The band played two nights in San Francisco on the mostly acoustic Dirt Underneath Tour, designed to debut new songs and tell stories behind the old ones. Despite the band's relative obscurity, the Drive-By Truckers — who hail from Alabama and South Carolina — have been touring for 10 years, building up a rabid following that comes out of the woodwork every time the band comes to town. I'm one of those fans, so
The DBT's are not casual concerts: The Truckers often play for three hours with two encores and cigarettes hanging from their lips, passing bottles of Jack Daniels back and forth. The Great American Music Hall show on Tuesday was no different, except that the music was acoustic and played sitting down.
While the Monday performance was merely ok, Tuesday night was totally transcendent. With the recent departure of Jason Isbell — one of the band's three guitarists and songwriters — the DBT have picked up two new members: John Neff on guitar and pedal steel, and recording legend Spooner Oldham on keyboards. Oldham was a bit off to say the least, but Neff was outstanding, rocking out with a sort of Zen-like calm.
The overall effect was like watching a band play from a big porch, complete with a beer cooler on stage. As usual, guitarist and vocalist Patterson Hood played the role of crowd charmer, telling laugh-out-loud yarns about DBT classics like "The Night G.G. Allin Came to Town." (He wrote it as a birthday gift for his right-hand man, Mike Cooley, DBT's other main guitarist/songwriter.)

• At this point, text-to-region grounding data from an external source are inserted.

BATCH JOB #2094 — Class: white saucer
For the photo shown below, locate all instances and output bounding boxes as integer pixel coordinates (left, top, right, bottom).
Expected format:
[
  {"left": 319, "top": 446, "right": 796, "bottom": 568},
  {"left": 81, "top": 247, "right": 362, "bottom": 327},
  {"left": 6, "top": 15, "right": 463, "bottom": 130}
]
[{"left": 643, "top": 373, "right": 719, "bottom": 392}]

Cooley's contribution, meanwhile, was a handful of excellent new songs, including the upbeat yet haunting "A Ghost to Most". Bassist Shonna Tucker and drummer Brad Morgan were tighter than ever, not to mention essential elements when the Truckers kicked into total rock assault. Particularly in the unhinged second half of the night, the band used its expertise to spike the energy of a roomful of strangers, prompting sing-alongs and giant grins. For the Drive-By Truckers, that's possible even with only acoustic instruments at their fingertips.